Перо Кожарина двигалось все быстрее. Он увлекся и забыл о следователе. Его затвердевшее лицо стало бледнее обычного. У кромки светлого ежика волос блестели капельки пота.
Опустив газету, Колесников с теплым чувством смотрел на склоненную голову колхозного электрика. Он был уверен, что суд ограничится условным осуждением, и ему хотелось, чтобы в этом не сомневались ни Кожарин, и ни один человек в Алферовке.
Кожарин поставил точку, старательно расписался, не перечитывая, передал исписанные листки Колесникову и, облегченно вздохнув, откинулся на спинку стула.
Это был странный документ. Кожарин обстоятельно перечислил преступления Чубасова, описал обстановку, которая сложилась в Алферовке с его приездом. Он горячо доказывал, что такие, как Чубасов, не должны пользоваться правами честных людей и что он, Кожарин, не имел другой возможности исправить вопиющую несправедливость. Происшествие было изложено протокольным языком: точно назывался час, указывалось место. О свидетелях и поездке к Покорнову — ни слова.
— Этого недостаточно, — сказал Колесников. — Точно так же мог бы написать любой, кто был в это время у продмага.
— Больше сказать нечего.
— С кем вы поехали к Покорнову?
— Не скажу.
— Может быть, теперь, когда вы сознались, кто-нибудь из свидетелей вспомнит, что видел вас у скамейки?
— А вы их спросите.
— Придется вам встретиться с некоторыми свидетелями на очных ставках.
Кожарин пожал плечами. Колесников задумчиво перелистывал страницы показаний.
В дверях появился Сударев. Он на мгновенье запнулся, прощупал глазами собеседников, потом перешел на крик.
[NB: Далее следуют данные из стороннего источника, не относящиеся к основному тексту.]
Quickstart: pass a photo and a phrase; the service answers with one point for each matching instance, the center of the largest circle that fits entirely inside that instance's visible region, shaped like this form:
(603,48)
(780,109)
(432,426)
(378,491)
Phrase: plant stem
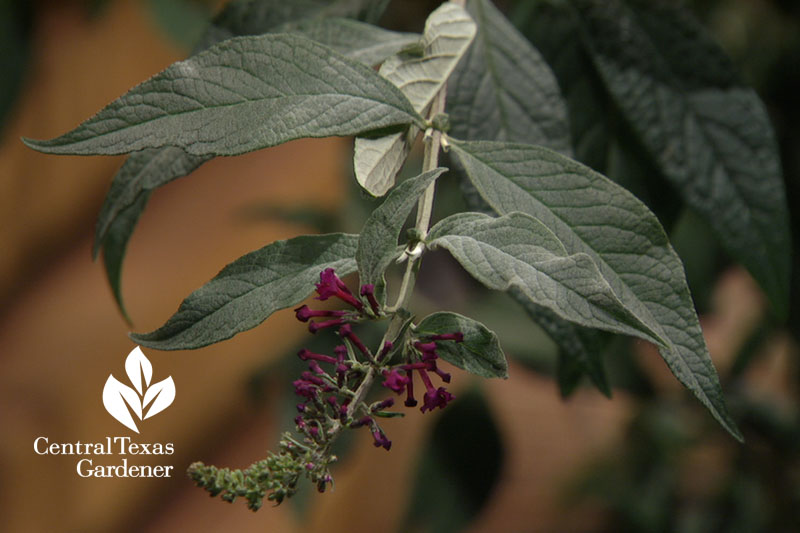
(424,209)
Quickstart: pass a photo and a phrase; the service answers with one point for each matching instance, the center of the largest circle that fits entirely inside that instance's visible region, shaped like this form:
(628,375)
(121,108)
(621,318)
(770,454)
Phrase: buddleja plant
(577,250)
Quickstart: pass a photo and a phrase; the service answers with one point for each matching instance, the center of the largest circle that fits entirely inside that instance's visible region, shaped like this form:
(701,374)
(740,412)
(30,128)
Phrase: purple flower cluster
(327,395)
(330,286)
(401,378)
— Я те, черта, по всей деревне ищу! Мотор встал. Где электрик? Нет электрика. Электрик лясы точит. — Уже войдя в комнату и доставая папиросу, обратился к Колесникову: — Вы меня, Михал Петрович, извиняйте, может, он вам по службе нужен, но и нам без электрика труба.
Кожарин насмешливо посматривал на Сударева.
— Не паникуй, дядя Ваня. Похоже, что мотор не на ферме, а у тебя отказал. Садись, покури.
— Некогда раскуривать, — сказал Сударев и снова повернулся к Колесникову. — И чего с ним толковать? Его в ту пору в деревне не было.
— Есть о чем, Иван Лукич. Вот, признался Кожарин, что Чубасова на тот свет отправил.
Сударев забыл о спичке, горевшей в руке, и, только почувствовав ожог, плюнул на нее и на пальцы.
— Ну не совестно тебе людей морочить? — спросил он, выкатив глаза на Кожарина. — Не верьте ему, Михал Петрович, ни слова. Шутку над вами играет. — Пошарив по столу глазами, спросил: — Как разговор вели, под бумажку или так?
— Как полагается, — сказал Колесников, приподнимая исписанные листы.
— Очки втирают, Михал Петрович. И Шуляк, и этот, оба-два договорились комедию ломать.
— А ведь это нехорошо, Иван Лукич. Не много ли шутников для одной деревни?
— Чего хуже! Болтают, как малые дети: сегодня одно, завтра другое.
Кожарин любовался Сударевым как человек, непричастный к разговору.
— Хотите — верьте, хотите — нет, — продолжал Сударев,— все, как один, скажут: глупость все это, не было его.
— Теперь это трудно будет говорить. Кто в глаза Кожарину скажет, что он лжет? С чего бы ему врать? Он понял, что суд нужен и неизбежен. Поймут и другие. И вы поймете.